# Developer Guide

The following guide explains the structure, implementation details, and mechanisms used in `pyPDAF`, a Python interface to the PDAF (Parallel Data Assimilation Framework) Fortran library. This guide is aimed at developers who wish to understand the existing framework, make modifications, or contribute to its development. Please refer to (installation from source code)[install] if you'd like to further develop pyPDAF.

---

## Overview

`pyPDAF` bridges Python and Fortran by leveraging the `Cython` library for seamless interaction. As Python is implemented in C, any interaction between Python and Fortran is effectively handled as C-to-Fortran communication. The Fortran 2003 standard facilitates this through the `iso_c_binding` module, which ensures compatibility between Fortran and C datatypes.

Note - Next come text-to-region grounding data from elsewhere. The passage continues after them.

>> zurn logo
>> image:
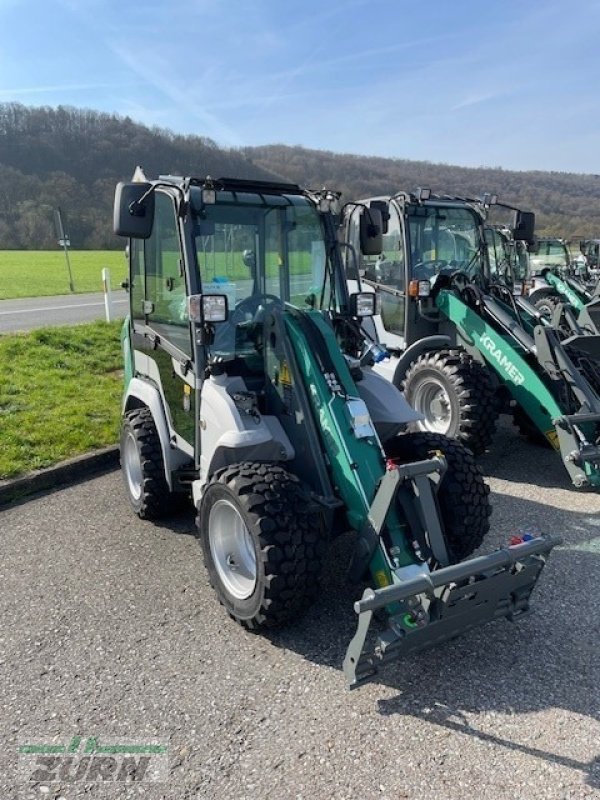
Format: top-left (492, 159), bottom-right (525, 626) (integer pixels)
top-left (18, 735), bottom-right (168, 785)
top-left (479, 334), bottom-right (525, 386)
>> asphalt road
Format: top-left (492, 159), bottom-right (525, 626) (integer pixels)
top-left (0, 280), bottom-right (316, 333)
top-left (0, 291), bottom-right (128, 333)
top-left (2, 417), bottom-right (600, 799)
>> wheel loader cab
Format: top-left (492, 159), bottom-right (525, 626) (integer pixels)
top-left (189, 186), bottom-right (334, 373)
top-left (529, 239), bottom-right (569, 273)
top-left (116, 175), bottom-right (368, 502)
top-left (342, 194), bottom-right (504, 455)
top-left (344, 195), bottom-right (488, 352)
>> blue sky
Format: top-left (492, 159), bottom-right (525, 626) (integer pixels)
top-left (1, 0), bottom-right (599, 172)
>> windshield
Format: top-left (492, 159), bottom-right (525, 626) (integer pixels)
top-left (485, 228), bottom-right (511, 283)
top-left (191, 190), bottom-right (333, 359)
top-left (530, 240), bottom-right (569, 271)
top-left (486, 228), bottom-right (529, 284)
top-left (407, 204), bottom-right (485, 280)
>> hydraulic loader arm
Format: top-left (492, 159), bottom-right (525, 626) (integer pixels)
top-left (435, 286), bottom-right (600, 488)
top-left (282, 307), bottom-right (559, 687)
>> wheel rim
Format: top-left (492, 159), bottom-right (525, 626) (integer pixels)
top-left (209, 499), bottom-right (257, 600)
top-left (412, 377), bottom-right (453, 434)
top-left (123, 431), bottom-right (143, 501)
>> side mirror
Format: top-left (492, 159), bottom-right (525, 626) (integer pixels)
top-left (188, 293), bottom-right (229, 323)
top-left (359, 208), bottom-right (383, 256)
top-left (369, 200), bottom-right (390, 234)
top-left (113, 182), bottom-right (154, 239)
top-left (349, 291), bottom-right (380, 317)
top-left (513, 210), bottom-right (535, 244)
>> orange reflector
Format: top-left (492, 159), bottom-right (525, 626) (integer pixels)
top-left (408, 280), bottom-right (419, 297)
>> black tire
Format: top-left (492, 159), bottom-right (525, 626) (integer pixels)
top-left (402, 348), bottom-right (498, 455)
top-left (533, 291), bottom-right (561, 318)
top-left (384, 431), bottom-right (491, 562)
top-left (120, 407), bottom-right (172, 519)
top-left (197, 462), bottom-right (324, 629)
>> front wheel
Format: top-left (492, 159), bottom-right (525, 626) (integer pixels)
top-left (402, 348), bottom-right (498, 455)
top-left (384, 431), bottom-right (491, 562)
top-left (197, 463), bottom-right (324, 629)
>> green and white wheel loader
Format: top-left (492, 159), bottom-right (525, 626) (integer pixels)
top-left (485, 220), bottom-right (600, 340)
top-left (342, 191), bottom-right (600, 488)
top-left (114, 172), bottom-right (558, 687)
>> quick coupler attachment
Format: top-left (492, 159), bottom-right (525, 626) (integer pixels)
top-left (343, 534), bottom-right (561, 689)
top-left (554, 413), bottom-right (600, 487)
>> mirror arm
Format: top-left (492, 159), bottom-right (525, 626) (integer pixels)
top-left (128, 181), bottom-right (186, 217)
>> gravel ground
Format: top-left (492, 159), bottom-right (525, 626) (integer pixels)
top-left (1, 416), bottom-right (600, 800)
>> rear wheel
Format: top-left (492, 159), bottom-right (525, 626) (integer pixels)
top-left (384, 431), bottom-right (491, 562)
top-left (402, 348), bottom-right (498, 455)
top-left (197, 463), bottom-right (324, 629)
top-left (120, 407), bottom-right (173, 519)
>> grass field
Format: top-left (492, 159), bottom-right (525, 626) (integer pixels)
top-left (0, 249), bottom-right (318, 300)
top-left (0, 321), bottom-right (122, 479)
top-left (0, 250), bottom-right (128, 299)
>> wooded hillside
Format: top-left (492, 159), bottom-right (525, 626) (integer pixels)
top-left (245, 145), bottom-right (600, 239)
top-left (1, 103), bottom-right (598, 249)
top-left (0, 104), bottom-right (275, 249)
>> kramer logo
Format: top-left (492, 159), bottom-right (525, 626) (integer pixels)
top-left (479, 334), bottom-right (525, 386)
top-left (564, 287), bottom-right (582, 307)
top-left (18, 735), bottom-right (168, 784)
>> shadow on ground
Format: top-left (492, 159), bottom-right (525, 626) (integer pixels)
top-left (264, 489), bottom-right (600, 790)
top-left (479, 413), bottom-right (599, 491)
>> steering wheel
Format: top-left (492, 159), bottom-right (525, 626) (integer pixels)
top-left (412, 259), bottom-right (447, 279)
top-left (445, 270), bottom-right (483, 309)
top-left (448, 269), bottom-right (472, 289)
top-left (230, 293), bottom-right (283, 324)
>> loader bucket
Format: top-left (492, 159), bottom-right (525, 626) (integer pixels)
top-left (343, 534), bottom-right (561, 688)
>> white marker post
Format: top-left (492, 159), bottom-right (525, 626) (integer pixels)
top-left (102, 268), bottom-right (113, 322)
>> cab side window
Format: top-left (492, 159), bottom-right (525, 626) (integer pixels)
top-left (362, 206), bottom-right (406, 292)
top-left (362, 205), bottom-right (406, 336)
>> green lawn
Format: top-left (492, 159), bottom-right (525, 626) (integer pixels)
top-left (0, 321), bottom-right (123, 479)
top-left (0, 250), bottom-right (128, 299)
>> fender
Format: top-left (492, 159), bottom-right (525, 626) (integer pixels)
top-left (357, 368), bottom-right (424, 440)
top-left (389, 335), bottom-right (453, 387)
top-left (194, 375), bottom-right (295, 504)
top-left (123, 377), bottom-right (190, 489)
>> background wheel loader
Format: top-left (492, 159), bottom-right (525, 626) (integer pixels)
top-left (486, 218), bottom-right (600, 337)
top-left (113, 171), bottom-right (557, 687)
top-left (342, 191), bottom-right (600, 488)
top-left (525, 237), bottom-right (597, 318)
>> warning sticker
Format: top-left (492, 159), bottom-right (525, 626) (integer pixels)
top-left (279, 360), bottom-right (293, 386)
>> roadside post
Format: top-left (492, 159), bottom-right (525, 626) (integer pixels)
top-left (102, 268), bottom-right (113, 322)
top-left (54, 208), bottom-right (75, 293)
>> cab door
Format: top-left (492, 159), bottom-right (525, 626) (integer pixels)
top-left (131, 190), bottom-right (196, 453)
top-left (359, 202), bottom-right (408, 349)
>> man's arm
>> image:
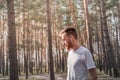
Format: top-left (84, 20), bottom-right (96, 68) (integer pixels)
top-left (89, 68), bottom-right (98, 80)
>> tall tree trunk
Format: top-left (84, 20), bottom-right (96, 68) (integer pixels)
top-left (17, 25), bottom-right (20, 75)
top-left (30, 21), bottom-right (34, 74)
top-left (0, 15), bottom-right (2, 74)
top-left (0, 43), bottom-right (2, 74)
top-left (40, 26), bottom-right (43, 73)
top-left (46, 0), bottom-right (55, 80)
top-left (5, 54), bottom-right (9, 75)
top-left (35, 29), bottom-right (38, 74)
top-left (29, 21), bottom-right (33, 75)
top-left (98, 0), bottom-right (107, 73)
top-left (25, 12), bottom-right (30, 79)
top-left (83, 0), bottom-right (94, 57)
top-left (117, 0), bottom-right (120, 19)
top-left (6, 0), bottom-right (18, 80)
top-left (22, 0), bottom-right (26, 74)
top-left (37, 30), bottom-right (40, 74)
top-left (2, 40), bottom-right (5, 76)
top-left (2, 9), bottom-right (5, 76)
top-left (116, 0), bottom-right (120, 73)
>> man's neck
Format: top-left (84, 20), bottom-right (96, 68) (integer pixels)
top-left (72, 41), bottom-right (80, 51)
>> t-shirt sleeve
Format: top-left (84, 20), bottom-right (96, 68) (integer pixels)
top-left (85, 49), bottom-right (96, 70)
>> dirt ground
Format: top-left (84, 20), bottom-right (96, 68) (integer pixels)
top-left (0, 73), bottom-right (120, 80)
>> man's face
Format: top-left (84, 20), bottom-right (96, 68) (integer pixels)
top-left (61, 33), bottom-right (73, 50)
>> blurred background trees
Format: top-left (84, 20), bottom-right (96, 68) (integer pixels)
top-left (0, 0), bottom-right (120, 79)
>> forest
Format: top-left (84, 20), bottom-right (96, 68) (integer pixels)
top-left (0, 0), bottom-right (120, 80)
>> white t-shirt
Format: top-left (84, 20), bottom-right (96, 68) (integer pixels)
top-left (67, 46), bottom-right (96, 80)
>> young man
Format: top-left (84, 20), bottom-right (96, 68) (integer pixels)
top-left (60, 27), bottom-right (97, 80)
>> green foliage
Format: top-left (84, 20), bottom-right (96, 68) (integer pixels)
top-left (105, 0), bottom-right (118, 10)
top-left (0, 4), bottom-right (4, 9)
top-left (0, 0), bottom-right (6, 9)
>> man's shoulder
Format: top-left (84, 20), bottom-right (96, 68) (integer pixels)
top-left (77, 46), bottom-right (91, 55)
top-left (79, 46), bottom-right (89, 52)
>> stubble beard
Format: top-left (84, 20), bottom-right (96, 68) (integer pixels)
top-left (66, 40), bottom-right (73, 50)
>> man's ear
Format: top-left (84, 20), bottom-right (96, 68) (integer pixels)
top-left (70, 35), bottom-right (73, 40)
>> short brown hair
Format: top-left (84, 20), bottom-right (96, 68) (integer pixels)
top-left (61, 27), bottom-right (78, 39)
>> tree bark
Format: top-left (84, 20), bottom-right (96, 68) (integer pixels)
top-left (6, 0), bottom-right (19, 80)
top-left (83, 0), bottom-right (94, 57)
top-left (46, 0), bottom-right (55, 79)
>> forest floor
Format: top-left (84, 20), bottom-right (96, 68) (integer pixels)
top-left (0, 72), bottom-right (120, 80)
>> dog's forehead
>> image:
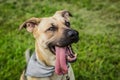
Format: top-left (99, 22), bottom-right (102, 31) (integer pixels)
top-left (38, 17), bottom-right (65, 29)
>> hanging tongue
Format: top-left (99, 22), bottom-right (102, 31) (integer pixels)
top-left (55, 46), bottom-right (77, 75)
top-left (55, 47), bottom-right (68, 75)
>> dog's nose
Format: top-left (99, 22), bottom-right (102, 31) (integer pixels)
top-left (67, 30), bottom-right (78, 38)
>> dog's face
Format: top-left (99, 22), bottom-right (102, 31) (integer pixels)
top-left (19, 10), bottom-right (79, 49)
top-left (20, 10), bottom-right (79, 74)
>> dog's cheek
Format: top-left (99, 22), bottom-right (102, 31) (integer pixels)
top-left (33, 28), bottom-right (41, 38)
top-left (45, 31), bottom-right (55, 39)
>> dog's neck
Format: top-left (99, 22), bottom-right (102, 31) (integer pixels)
top-left (35, 41), bottom-right (56, 66)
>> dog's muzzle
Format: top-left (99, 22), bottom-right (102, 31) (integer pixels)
top-left (57, 29), bottom-right (79, 47)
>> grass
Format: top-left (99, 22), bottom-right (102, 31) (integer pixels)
top-left (0, 0), bottom-right (120, 80)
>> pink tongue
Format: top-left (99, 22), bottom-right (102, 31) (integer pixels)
top-left (55, 47), bottom-right (68, 75)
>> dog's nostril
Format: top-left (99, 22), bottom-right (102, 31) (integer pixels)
top-left (68, 30), bottom-right (74, 37)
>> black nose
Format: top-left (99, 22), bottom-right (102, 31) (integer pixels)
top-left (67, 30), bottom-right (79, 38)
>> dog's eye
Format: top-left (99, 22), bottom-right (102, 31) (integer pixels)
top-left (48, 26), bottom-right (57, 31)
top-left (65, 21), bottom-right (70, 27)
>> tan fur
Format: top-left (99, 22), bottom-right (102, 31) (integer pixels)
top-left (20, 10), bottom-right (75, 80)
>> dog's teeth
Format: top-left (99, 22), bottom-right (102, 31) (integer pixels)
top-left (67, 54), bottom-right (77, 62)
top-left (74, 54), bottom-right (77, 57)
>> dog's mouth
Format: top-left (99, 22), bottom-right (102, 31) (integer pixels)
top-left (49, 45), bottom-right (77, 75)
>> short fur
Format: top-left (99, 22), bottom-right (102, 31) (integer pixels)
top-left (20, 10), bottom-right (77, 80)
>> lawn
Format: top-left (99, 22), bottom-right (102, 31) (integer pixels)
top-left (0, 0), bottom-right (120, 80)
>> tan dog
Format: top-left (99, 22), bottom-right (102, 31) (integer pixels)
top-left (19, 10), bottom-right (79, 80)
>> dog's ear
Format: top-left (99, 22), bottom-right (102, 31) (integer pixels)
top-left (54, 10), bottom-right (72, 20)
top-left (19, 17), bottom-right (40, 32)
top-left (61, 10), bottom-right (72, 18)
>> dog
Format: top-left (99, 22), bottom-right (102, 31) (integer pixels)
top-left (19, 10), bottom-right (79, 80)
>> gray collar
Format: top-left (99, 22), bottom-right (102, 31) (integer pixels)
top-left (25, 53), bottom-right (55, 77)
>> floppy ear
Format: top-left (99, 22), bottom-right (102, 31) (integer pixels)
top-left (54, 10), bottom-right (72, 20)
top-left (19, 17), bottom-right (41, 32)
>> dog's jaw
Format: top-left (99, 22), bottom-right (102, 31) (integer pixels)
top-left (35, 41), bottom-right (56, 66)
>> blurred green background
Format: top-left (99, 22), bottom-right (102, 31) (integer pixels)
top-left (0, 0), bottom-right (120, 80)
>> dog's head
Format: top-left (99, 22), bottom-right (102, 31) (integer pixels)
top-left (19, 10), bottom-right (79, 48)
top-left (19, 10), bottom-right (79, 74)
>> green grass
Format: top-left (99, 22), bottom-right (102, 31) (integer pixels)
top-left (0, 0), bottom-right (120, 80)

`pyPDAF` relies on wrapper functions and automated code generation to handle interactions between Python and Fortran efficiently. Contributions to the library can include raising issues, suggesting features, or submitting pull requests with code enhancements.

---

## Implementation Details

### Source Code Structure

The core Python code of `pyPDAF` resides in the `src/pyPDAF` directory. To simplify the development process and avoid manually writing numerous subroutine wrappers, the library includes automated code generation scripts located in the `tools` directory:

- `write_PDAF_funcs.py`
- `write_user_funcs.py`
- `write_PDAF_pyi.py`

#### Purpose of the Scripts
- **Analyse Fortran Subroutines:** Parse subroutine names, arguments, and properties from Fortran files in `src/fortran`.
- **Extract Documentation:** Retrieve comments for each argument to generate API documentation.
- **Generate Wrapper Code:** Write Python-compatible code for `pyPDAF`.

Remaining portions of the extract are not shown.